The Zimbabwean economy has been in a tailspin for more than 16 years, notwithstanding a marginal recovery during the last four years. So emaciated has the economy been that the majority of the populace struggles to survive on incomes considerably below the poverty datum line (PDL).
Eric Bloch Column
Thousands are homeless, with most unable to access essential health care services and formal education for their children.
Government, by its own admission, is bankrupt as are most parastatals, and as a result, there is an appalling deficiency in infrastructural services and utility supplies in general. The country has an accumulated debt in excess of US$10 billion with monetary outflows considerably exceeding inflows.

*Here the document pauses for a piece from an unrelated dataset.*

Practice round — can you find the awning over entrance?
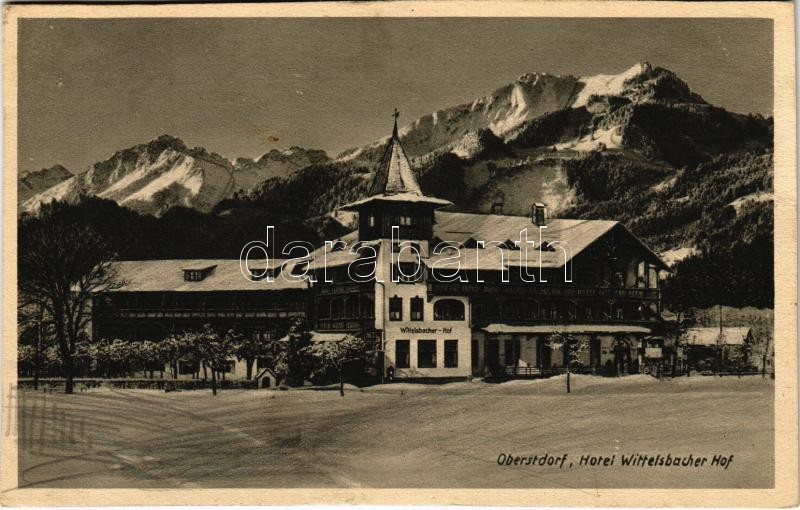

The agricultural and manufacturing sectors have suffered almost unending contraction, only marginally compensated for by some growth in mining and in tourism. Foreign direct investment (FDI), a pre-requisite for economic upturn, is minimal, notwithstanding the magnitude of Zimbabwe’s medium to long-term potential.
The causes of the endlessly abysmal state of the country and of the consequential innumerable national ills and discomforts are many. Overriding the number of economic debilitating triggers, the foremost have been the never-ending, ill-considered, wholly politically motivated policies, actions or inactions on the part of government during the period 1997 to 2008.
In a myopic disregard to facts and realities and the contemptuous dismissal of all well-founded advice and input from the well-informed private sector, the government has obdurately pursued economic destruction tactics, clearly driven by political considerations, self-enrichment of many in the political hierarchy and those who are well-connected.
There is widespread corruption in the private sector.
However, yet another economically destructive mechanism which has been developing at an excessively dismaying pace has been the reaction of the population in general and the business sector in particular, to the rumourmill. Having been mislead and deceived for so long by the political regime, which is determined to divert public opinion from the actual causes of the country’s ills, rumour-mongering has been accelerating exponentially. Each and every rumour is immediately disseminated far and wide and usually is concurrently expanded and embroidered upon.
Any rumour which tends to be positive is immediately rejected as being specious and devoid of any substance whatsoever. In contradistinction, if the rumour is negative, it is immediately accepted as the truth.
Among the many such hallucinatory imaginations being transformed into actual economic hurdles is the recurrent contention (made with alleged factual knowledge, but actually wholly devoid of substance) that reinstatement of a national currency is imminent. The disseminators of the rumours claim authoritative knowledge that government and the monetary authorities are not only determined to immediately bring back the Zimbabwe dollar (although possibly with a new name), but have recently engaged in the printing of the defunct local unit.
Those claiming that the re-introduction of the Zim dollar is imminent are in total disregard of statements made by the Ministry of Finance and the Reserve Bank of Zimbabwe (RBZ) governor Gideon Gono that the earliest that such currency can be brought back would be 2016. The authorities have also pointed out that if that happens, the local unit would be a component of a continuing multi-currency system.
In the new government’s proposed economic recovery and development plan, the Zimbabwe Agenda for Socio-Economic Transformation (ZimAsset), the rumour-mongers have been dismissed as disseminators of economic doom and gloom.
As a result this rumour has sucked out confidence in Zimbabwe’s banking and financial sectors by the general populace, and also the business sector in particular, hence preferring to hold on to their cash be it in US dollars, rands, sterling pound, or others, in their wardrobes, home and business safes, wallets and handbags. By so doing, they are actually creating instability in the financial sector causing imaginary circumstances which do not exist. That, in turn, constrains the ability by the financial sector to provide funding necessary for the operations and progressive recovery of the many economic sectors. It also further weakens the interest of potential FDI, thereby hindering the revitalisation of commerce and industry and the development of other economic sectors.
Similarly, the rumour-mongers contend that the rescheduling of the presentation to parliament of the 2014 national budget from November to December or January is evidence of dysfunctional government and imploding economy.
The fact that such presentation is legislatively mandatory by not later than January 2014 is disregarded as is also the fact that the motivation for the rescheduling is to enable comprehensive interaction between government and the private sector as to the budgetary provisions and policies proposed for the next financial year. Instead, the delay has stimulated the doom and gloom merchants to read negatives into the rescheduling further depressing the national economic prospects despite the deeply low levels at which they already are.
It is long overdue for the private sector to cease jumping to unsubstantiated, negative assumptions and conclusions on each and every economic occurrence without considering the realities on the ground.